Mothers, Diane told me, should play a critical role in the church going forward. They should have a seat at the table where decisions are made in the church—especially in light of the sexual abuse crisis. The bishops, she said, haven’t done nearly enough.
“How do you heal? Well, you have to heal the bishops. Because they’re the shepherds,” Diane said. “And how do you heal them? Through their baptismal call, which is to repent. Only in that repentance are they on that common ground as Christian believers. Only then can trust between the sheep and shepherd be reestablished.”
The abuse crisis has too often been framed as a case of “a few bad apples.” It’s about the individual priest rather than the communal church. In a way, Diane said, it mirrors the 2010 change in the Creed’s translation from “We believe” to “I believe.”

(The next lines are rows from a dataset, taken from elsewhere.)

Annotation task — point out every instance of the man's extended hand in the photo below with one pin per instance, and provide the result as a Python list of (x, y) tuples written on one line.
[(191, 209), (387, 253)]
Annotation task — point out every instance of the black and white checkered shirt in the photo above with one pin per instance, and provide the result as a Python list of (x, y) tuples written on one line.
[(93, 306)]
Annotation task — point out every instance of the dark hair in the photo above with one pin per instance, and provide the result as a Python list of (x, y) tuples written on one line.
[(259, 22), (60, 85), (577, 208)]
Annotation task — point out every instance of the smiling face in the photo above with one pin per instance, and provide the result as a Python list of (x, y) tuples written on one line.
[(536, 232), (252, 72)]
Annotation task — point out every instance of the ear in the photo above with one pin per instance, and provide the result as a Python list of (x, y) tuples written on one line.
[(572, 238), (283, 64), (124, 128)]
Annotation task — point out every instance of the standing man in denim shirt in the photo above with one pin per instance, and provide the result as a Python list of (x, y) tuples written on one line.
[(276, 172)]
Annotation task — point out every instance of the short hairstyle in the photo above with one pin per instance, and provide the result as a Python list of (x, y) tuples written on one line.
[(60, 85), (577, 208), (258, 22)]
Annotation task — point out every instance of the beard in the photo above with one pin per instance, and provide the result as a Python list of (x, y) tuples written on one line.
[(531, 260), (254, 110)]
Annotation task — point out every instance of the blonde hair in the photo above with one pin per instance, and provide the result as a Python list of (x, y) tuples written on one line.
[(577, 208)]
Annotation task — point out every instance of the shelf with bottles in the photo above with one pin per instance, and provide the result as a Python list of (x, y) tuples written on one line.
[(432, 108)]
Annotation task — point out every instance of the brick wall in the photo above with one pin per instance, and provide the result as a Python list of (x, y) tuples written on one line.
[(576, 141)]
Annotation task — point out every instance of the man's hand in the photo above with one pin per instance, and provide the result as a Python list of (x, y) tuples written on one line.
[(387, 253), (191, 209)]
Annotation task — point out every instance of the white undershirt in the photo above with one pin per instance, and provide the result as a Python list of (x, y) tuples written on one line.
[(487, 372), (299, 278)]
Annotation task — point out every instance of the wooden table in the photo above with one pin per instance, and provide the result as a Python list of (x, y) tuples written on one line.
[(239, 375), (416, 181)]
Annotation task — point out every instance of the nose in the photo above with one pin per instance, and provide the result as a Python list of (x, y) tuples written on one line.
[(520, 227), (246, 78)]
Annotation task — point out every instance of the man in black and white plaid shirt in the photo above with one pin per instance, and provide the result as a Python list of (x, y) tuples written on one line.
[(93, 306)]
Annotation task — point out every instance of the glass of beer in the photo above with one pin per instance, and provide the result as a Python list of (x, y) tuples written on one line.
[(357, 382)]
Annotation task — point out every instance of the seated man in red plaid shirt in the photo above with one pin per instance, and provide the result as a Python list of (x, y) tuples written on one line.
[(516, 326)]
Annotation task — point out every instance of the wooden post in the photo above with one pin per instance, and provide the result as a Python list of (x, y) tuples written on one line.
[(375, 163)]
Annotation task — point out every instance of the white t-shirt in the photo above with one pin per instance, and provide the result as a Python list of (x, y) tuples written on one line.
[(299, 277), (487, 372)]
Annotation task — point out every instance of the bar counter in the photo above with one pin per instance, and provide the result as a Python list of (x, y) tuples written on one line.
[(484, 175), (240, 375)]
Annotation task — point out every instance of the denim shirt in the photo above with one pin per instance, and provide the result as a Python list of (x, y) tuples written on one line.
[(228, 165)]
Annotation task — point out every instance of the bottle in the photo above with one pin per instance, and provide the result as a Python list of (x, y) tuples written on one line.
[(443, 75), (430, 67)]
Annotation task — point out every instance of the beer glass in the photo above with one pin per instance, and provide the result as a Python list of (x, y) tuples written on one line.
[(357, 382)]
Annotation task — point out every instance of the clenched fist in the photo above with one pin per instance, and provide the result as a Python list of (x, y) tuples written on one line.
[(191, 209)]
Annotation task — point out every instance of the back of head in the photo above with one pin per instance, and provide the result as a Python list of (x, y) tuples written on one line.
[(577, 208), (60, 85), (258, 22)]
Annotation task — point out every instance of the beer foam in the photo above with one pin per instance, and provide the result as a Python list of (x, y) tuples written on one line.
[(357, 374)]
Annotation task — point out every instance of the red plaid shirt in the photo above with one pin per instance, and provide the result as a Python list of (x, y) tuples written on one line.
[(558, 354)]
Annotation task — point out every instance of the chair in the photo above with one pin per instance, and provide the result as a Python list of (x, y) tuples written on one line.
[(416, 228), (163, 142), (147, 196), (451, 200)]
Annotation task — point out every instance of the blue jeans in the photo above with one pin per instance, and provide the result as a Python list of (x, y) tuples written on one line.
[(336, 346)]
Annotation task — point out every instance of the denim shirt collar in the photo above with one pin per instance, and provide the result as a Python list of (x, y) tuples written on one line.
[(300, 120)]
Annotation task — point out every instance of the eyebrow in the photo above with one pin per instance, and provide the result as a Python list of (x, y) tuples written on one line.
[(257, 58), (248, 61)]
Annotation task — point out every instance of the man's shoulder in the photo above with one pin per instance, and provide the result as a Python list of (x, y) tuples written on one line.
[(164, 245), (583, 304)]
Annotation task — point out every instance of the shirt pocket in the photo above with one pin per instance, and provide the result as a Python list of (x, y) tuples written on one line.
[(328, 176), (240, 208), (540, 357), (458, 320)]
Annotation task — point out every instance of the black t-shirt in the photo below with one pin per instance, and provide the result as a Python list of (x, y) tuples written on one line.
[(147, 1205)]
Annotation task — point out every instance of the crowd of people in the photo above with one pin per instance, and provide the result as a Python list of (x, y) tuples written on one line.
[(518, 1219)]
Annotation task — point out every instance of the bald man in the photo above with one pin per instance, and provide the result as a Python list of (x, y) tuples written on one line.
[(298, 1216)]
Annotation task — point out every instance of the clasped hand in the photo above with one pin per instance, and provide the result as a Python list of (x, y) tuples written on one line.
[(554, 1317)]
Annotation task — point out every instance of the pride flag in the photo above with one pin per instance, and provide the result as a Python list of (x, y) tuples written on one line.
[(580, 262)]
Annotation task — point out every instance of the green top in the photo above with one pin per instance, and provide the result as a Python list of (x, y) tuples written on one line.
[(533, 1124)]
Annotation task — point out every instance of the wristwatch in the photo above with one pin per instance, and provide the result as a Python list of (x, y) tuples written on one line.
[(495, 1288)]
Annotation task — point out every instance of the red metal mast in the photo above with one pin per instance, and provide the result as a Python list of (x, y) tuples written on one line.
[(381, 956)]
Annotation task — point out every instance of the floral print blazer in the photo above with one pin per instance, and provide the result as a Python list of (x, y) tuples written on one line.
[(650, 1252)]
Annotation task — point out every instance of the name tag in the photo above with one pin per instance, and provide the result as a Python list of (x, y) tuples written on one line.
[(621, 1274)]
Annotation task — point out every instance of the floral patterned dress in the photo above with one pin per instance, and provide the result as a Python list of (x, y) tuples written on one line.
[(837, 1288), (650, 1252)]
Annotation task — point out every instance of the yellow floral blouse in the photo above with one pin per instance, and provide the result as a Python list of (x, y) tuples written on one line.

“It’s one word, but I think it reflects a shift in mentality. ‘I believe,’ what does that say?” she asked. “Those individuals committed these crimes, not ‘we’? So we cut off these individuals, and we’re fine? We have not worked on how we heal the ‘we.’ That’s a big deal.”
Diane compared it to sick branches being cut off a vine. If the soil isn’t nourished, the vine will still be unhealthy. “What’s in the soil is what matters,” she said. “If we don’t look at the ‘we,’ then we can’t give love and healing as a community. So we have to heal the community.”
J.D. Long-García is a senior editor at America.